Re: Debug spark jobs on Intellij

2016-05-31 Thread Marcelo Oikawa
> Is this python right? I'm not used to it, I'm used to scala, so
>

No. It is Java.


> val toDebug = rdd.foreachPartition(partition -> { //breakpoint stop here
> *// by val toDebug I mean to assign the result of foreachPartition to a
> variable*
> partition.forEachRemaining(message -> {
> //breakpoint doenst stop here
>
>  })
> });
>
> *toDebug.first* // now is when this method will run
>

foreachPartition is a void method.


>
>
> 2016-05-31 17:59 GMT-03:00 Marcelo Oikawa :
>
>>
>>
>>> Hi Marcelo, this is because the operations in rdd are lazy, you will
>>> only stop at this inside foreach breakpoint when you call a first, a
>>> collect or a reduce operation.
>>>
>>
>> Does forEachRemaining isn't a final method as first, collect or reduce?
>> Anyway, I guess this is not the problem itself because the code inside
>> forEachRemaining runs well but I can't debug this block.
>>
>>
>>> This is when the spark will run the operations.
>>> Have you tried that?
>>>
>>> Cheers.
>>>
>>> 2016-05-31 17:18 GMT-03:00 Marcelo Oikawa :
>>>
 Hello, list.

 I'm trying to debug my spark application on Intellij IDE. Before I
 submit my job, I ran the command line:

 export
 SPARK_SUBMIT_OPTS=-agentlib:jdwp=transport=dt_socket,server=y,suspend=y,address=4000

 after that:

 bin/spark-submit app-jar-with-dependencies.jar 

 The IDE connects with the running job but all code that is running on
 worker machine is unreachable to debug.
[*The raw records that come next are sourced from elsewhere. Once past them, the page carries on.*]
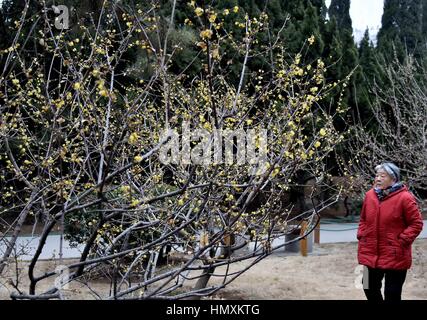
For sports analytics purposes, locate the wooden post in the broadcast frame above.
[314,220,320,243]
[301,221,307,257]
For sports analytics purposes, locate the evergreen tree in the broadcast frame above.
[356,28,379,123]
[328,0,353,30]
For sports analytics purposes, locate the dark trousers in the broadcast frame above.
[362,267,406,301]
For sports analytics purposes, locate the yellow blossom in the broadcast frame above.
[129,132,139,144]
[99,89,108,97]
[194,7,203,17]
[200,29,212,39]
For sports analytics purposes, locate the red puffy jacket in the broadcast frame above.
[357,186,423,270]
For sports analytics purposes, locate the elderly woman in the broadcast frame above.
[357,162,423,300]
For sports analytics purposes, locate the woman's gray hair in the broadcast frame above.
[375,162,400,182]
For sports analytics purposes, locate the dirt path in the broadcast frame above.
[0,239,427,300]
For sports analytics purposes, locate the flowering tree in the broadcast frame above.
[0,1,346,299]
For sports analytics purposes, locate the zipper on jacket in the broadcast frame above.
[374,199,381,268]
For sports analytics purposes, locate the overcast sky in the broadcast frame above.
[325,0,384,36]
[0,0,384,41]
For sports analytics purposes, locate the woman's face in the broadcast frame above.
[375,169,394,189]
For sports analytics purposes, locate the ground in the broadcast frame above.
[0,239,427,300]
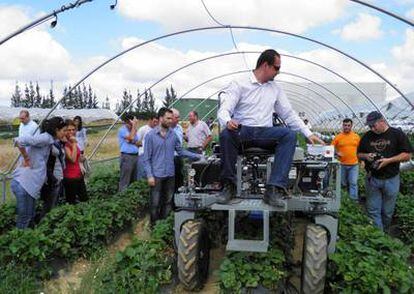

See below:

 rdd.foreachPartition(partition -> { //breakpoint stop here

 partition.forEachRemaining(message -> {

 //breakpoint doenst stop here

  })
 });

 Does anyone know if is is possible? How? Any ideas?



>>>
>>
>


Re: Debug spark jobs on Intellij

2016-05-31 Thread Dirceu Semighini Filho
Try this:
Is this python right? I'm not used to it, I'm used to scala, so

val toDebug = rdd.foreachPartition(partition -> { //breakpoint stop here
*// by val toDebug I mean to assign the result of foreachPartition to a
variable*
partition.forEachRemaining(message -> {
//breakpoint doenst stop here

 })
});

*toDebug.first* // now is when this method will run


2016-05-31 17:59 GMT-03:00 Marcelo Oikawa :

>
>
>> Hi Marcelo, this is because the operations in rdd are lazy, you will only
>> stop at this inside foreach breakpoint when you call a first, a collect or
>> a reduce operation.
>>
>
> Does forEachRemaining isn't a final method as first, collect or reduce?
> Anyway, I guess this is not the problem itself because the code inside
> forEachRemaining runs well but I can't debug this block.
>
>
>> This is when the spark will run the operations.
>> Have you tried that?
>>
>> Cheers.
>>
>> 2016-05-31 17:18 GMT-03:00 Marcelo Oikawa :
>>
>>> Hello, list.
>>>
>>> I'm trying to debug my spark application on Intellij IDE. Before I
>>> submit my job, I ran the command line:
>>>
>>> export
>>> SPARK_SUBMIT_OPTS=-agentlib:jdwp=transport=dt_socket,server=y,suspend=y,address=4000
>>>
>>> after that:
>>>
>>> bin/spark-submit app-jar-with-dependencies.jar 
>>>
>>> The IDE connects with the running job but all code that is running on
>>> worker machine is unreachable to debug. See below:
>>>
>>> rdd.foreachPartition(partition -> { //breakpoint stop here
>>>
>>> partition.forEachRemaining(message -> {
>>>
>>> //breakpoint doenst stop here
>>>
>>>  })
>>> });
>>>
>>> Does anyone know if is is possible? How? Any ideas?
>>>
>>>
>>>
>>
>


Re: Debug spark jobs on Intellij

2016-05-31 Thread Marcelo Oikawa
> Hi Marcelo, this is because the operations in rdd are lazy, you will only
> stop at this inside foreach breakpoint when you call a first, a collect or
> a reduce operation.
>

Does forEachRemaining isn't a final method as first, collect or reduce?
Anyway, I guess this is not the problem itself because the code inside
forEachRemaining runs well but I can't debug this block.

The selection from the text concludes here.